Four careful arrangements of women’s clothing and bedding sit at the center of Missing and Murdered Indigenous Women Since 1492, a quilt by Susan Hudson. Hudson, who lives on the Navajo reservation in Sheep Springs, New Mexico, is a storyteller who uses a modern approach to ledger art and a lifetime of hand-sewing skills to convey an array of traumatic narratives. She has won numerous awards for her quilts since the 1990s, including a first-place prize in textiles at the 2017 Santa Fe Indian Market for Missing and Murdered, which is on display at the Museum of International Folk Art through Sept. 30. She is well known, but — perhaps because her medium is the blanket, ostensibly an object of comfort — the exact nature of the stories it tells can take people by surprise.

“Sometimes the stories on my quilts make people uncomfortable. But art involves emotions — take it or leave it,” Hudson said. “They have a lot of things to say about what they think I’ve done with the quilt, or what they think I should have done. I listen. But the stories are about my family. It’s not the government’s history. It’s my history — our history,” Hudson said.

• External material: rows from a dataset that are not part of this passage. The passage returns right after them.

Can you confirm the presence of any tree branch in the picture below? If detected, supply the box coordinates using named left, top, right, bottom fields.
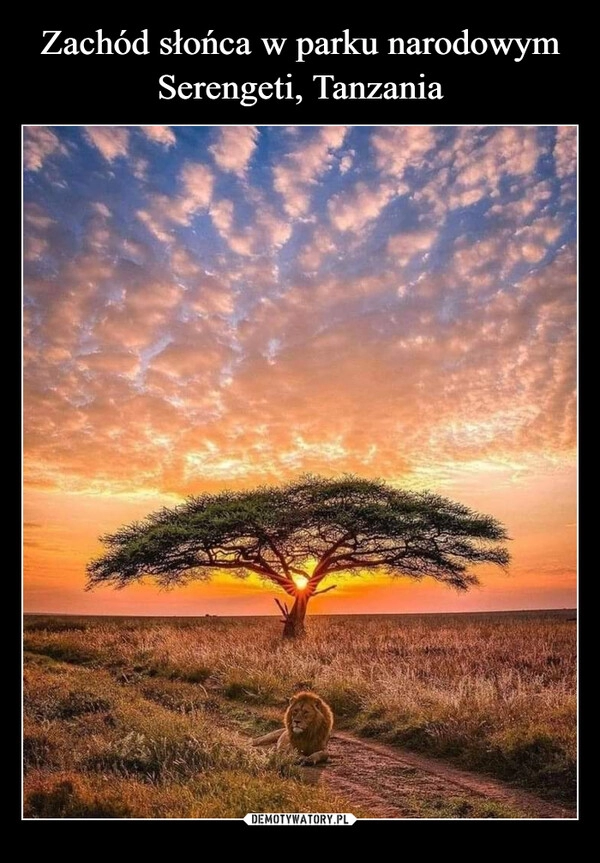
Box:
left=313, top=584, right=337, bottom=596
left=308, top=531, right=354, bottom=585
left=275, top=597, right=290, bottom=623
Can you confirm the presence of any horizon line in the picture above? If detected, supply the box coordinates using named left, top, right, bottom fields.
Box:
left=22, top=606, right=578, bottom=619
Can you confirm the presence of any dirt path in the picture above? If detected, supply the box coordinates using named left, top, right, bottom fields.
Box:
left=296, top=732, right=576, bottom=818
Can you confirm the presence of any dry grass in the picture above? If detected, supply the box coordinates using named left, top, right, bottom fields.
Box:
left=25, top=612, right=576, bottom=817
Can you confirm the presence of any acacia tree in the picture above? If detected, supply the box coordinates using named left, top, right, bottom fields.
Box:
left=87, top=475, right=509, bottom=638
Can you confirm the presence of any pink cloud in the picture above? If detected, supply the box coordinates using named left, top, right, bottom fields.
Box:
left=273, top=126, right=348, bottom=218
left=327, top=182, right=398, bottom=232
left=371, top=126, right=435, bottom=178
left=208, top=126, right=259, bottom=177
left=137, top=162, right=214, bottom=243
left=140, top=126, right=177, bottom=148
left=85, top=126, right=129, bottom=162
left=23, top=126, right=68, bottom=171
left=554, top=126, right=577, bottom=179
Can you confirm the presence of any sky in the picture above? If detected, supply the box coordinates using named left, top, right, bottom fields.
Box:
left=23, top=126, right=577, bottom=615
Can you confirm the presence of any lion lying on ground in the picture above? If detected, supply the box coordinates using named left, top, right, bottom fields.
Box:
left=252, top=692, right=333, bottom=764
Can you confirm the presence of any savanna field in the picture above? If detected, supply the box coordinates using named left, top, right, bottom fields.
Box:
left=24, top=610, right=576, bottom=818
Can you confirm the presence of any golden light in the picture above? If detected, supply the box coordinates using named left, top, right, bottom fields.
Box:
left=292, top=575, right=308, bottom=590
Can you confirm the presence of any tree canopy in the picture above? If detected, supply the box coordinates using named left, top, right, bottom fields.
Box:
left=87, top=475, right=509, bottom=617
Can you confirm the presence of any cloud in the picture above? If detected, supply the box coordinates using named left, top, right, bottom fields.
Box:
left=23, top=126, right=68, bottom=171
left=388, top=231, right=437, bottom=267
left=24, top=122, right=576, bottom=502
left=327, top=181, right=398, bottom=233
left=85, top=126, right=129, bottom=162
left=140, top=126, right=177, bottom=149
left=339, top=150, right=356, bottom=174
left=371, top=126, right=435, bottom=178
left=273, top=126, right=348, bottom=218
left=137, top=162, right=214, bottom=243
left=414, top=126, right=543, bottom=218
left=208, top=126, right=259, bottom=178
left=210, top=196, right=292, bottom=256
left=554, top=126, right=577, bottom=179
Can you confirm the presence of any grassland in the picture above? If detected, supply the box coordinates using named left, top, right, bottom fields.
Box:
left=24, top=611, right=576, bottom=817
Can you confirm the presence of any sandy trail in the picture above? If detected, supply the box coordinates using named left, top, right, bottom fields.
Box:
left=302, top=732, right=576, bottom=818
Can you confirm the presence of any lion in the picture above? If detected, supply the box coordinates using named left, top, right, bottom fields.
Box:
left=252, top=692, right=333, bottom=765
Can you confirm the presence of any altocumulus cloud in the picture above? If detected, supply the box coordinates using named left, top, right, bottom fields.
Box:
left=24, top=126, right=576, bottom=493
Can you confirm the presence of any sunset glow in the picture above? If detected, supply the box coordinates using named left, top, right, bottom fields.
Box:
left=23, top=126, right=576, bottom=614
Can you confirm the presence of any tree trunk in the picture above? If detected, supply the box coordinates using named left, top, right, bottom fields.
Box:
left=283, top=593, right=308, bottom=638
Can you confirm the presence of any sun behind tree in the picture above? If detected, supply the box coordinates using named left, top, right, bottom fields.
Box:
left=87, top=475, right=510, bottom=638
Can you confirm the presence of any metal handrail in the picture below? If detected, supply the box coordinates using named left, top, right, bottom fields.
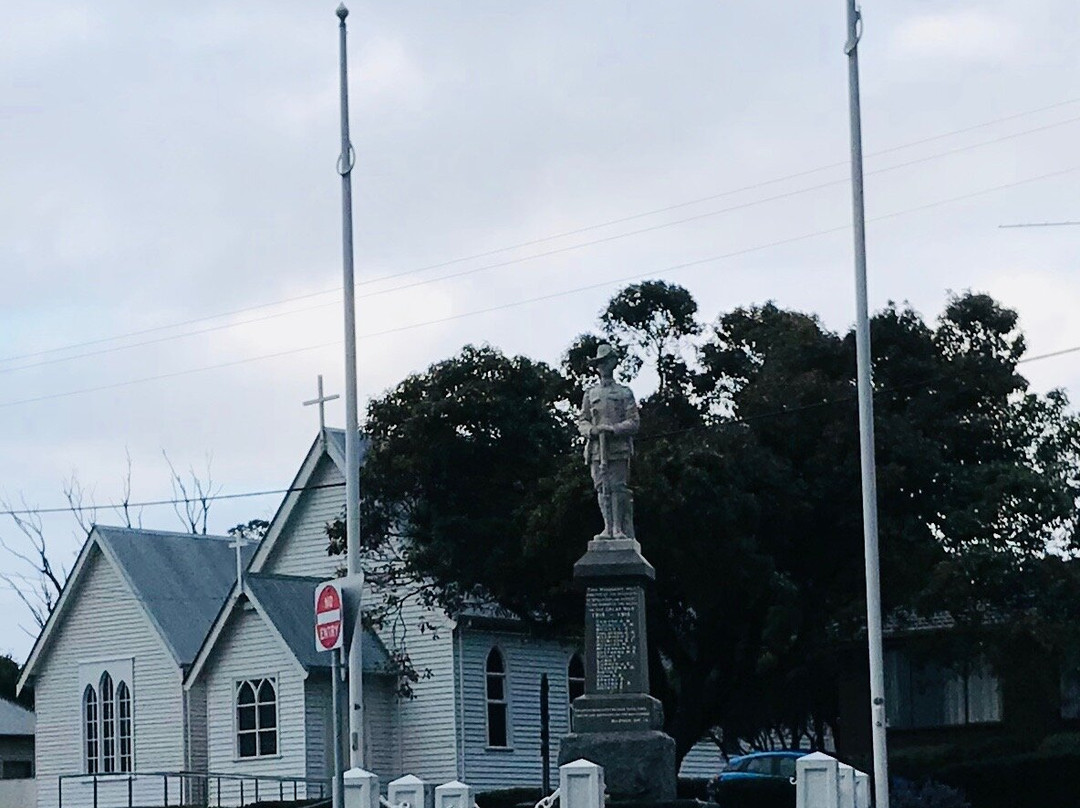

The dresses and moccasins in Missing and Murdered might appear at first to be doll clothes or something otherwise cute and nonthreatening, but they are intended to symbolize the last remnants of lives snuffed out by violence or radically altered by sexual assault. The quilt is a triptych; panels on either side of the center are covered by embroidered words that honor indigenous women who have been killed or went missing to little public notice — often at rates significantly higher than those of white women. “If we were to lay the quilt down and unfold it, it would look like you were opening up a closet. It represents that these young ladies were human beings, not pieces of trash. If they were blond-haired, blue-eyed, non-Native women, it would be all over the news,” Hudson said, adding that she is related to Ashlynne Mike, the eleven-year-old Navajo girl who was molested and murdered near Shiprock in 2016.